The Worst Anxiety Attack…

…I have EVER had.

Marty got away from his walk the other day. I got a call at work saying that and instantly my body seized – I felt the panic coming but it was more important to focus on finding him. After 25 minutes someone had found him. I got to my dog and wrapped him up in my arms with more relief then anything ever. But with the relief – and end of the adrenaline and panic – my anxiety took over my body. It had no other way out. Marty and I sat on a patch of grass, I wouldn’t let him out of my arms, and I burst into tears. All the anxiety of everything that could have happened and all the ways he could have been hurt took over. I couldn’t breathe, I couldn’t stop crying, I couldn’t really get up from that spot. I kept my arms around the dog and waited for it to pass. It is by far the WORST anxiety attack of my life – I hope it remains that way.

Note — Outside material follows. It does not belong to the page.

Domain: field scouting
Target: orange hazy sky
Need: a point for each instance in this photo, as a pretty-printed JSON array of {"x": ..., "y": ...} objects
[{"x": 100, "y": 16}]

Marty is fine and happy as ever – the rest of us are a bit worse for the wear.

When Anxiety Has No Where To Go Except…

…out your eyeballs.

I have talked with you all about my issues with anxiety. This morning was a rough one. My main anxiety source is potentially and unintentionally hurting other people (particularly those I love and care for most). Well – I got it in my head that I was definitely going to unintentionally expose my dude to germs. So my anxiety took over and I cloroxed the whole house basically. I scrubbed all the pans with scalding hot water and generally freaked out. Once I had done all that, I just started crying for no other reason then I couldn’t think of another release for my anxiety. It had no other way out of my body then my eyeballs.

Very few people have seen my anxiety get this bad – I can count them on one hand. So I looked around me and I named five things I saw, four things I could touch and feel, three things I could hear, two things I could smell, and one thing I could taste to ground myself. It helped a little. It gave my mind real things to focus on rather then the things running around in my mind. I recommend trying it sometime even if you just need to feel a little more grounded.

A grounding tool for anxiety...
When you need to ground yourself.

Shout out to all my fellow anxiety ridden people and anyone dealing with all the stress in the world today. You aren’t alone friends!

How do you deal with stress and anxiety in the world today? How have you adapted your tools to social distancing and staying home?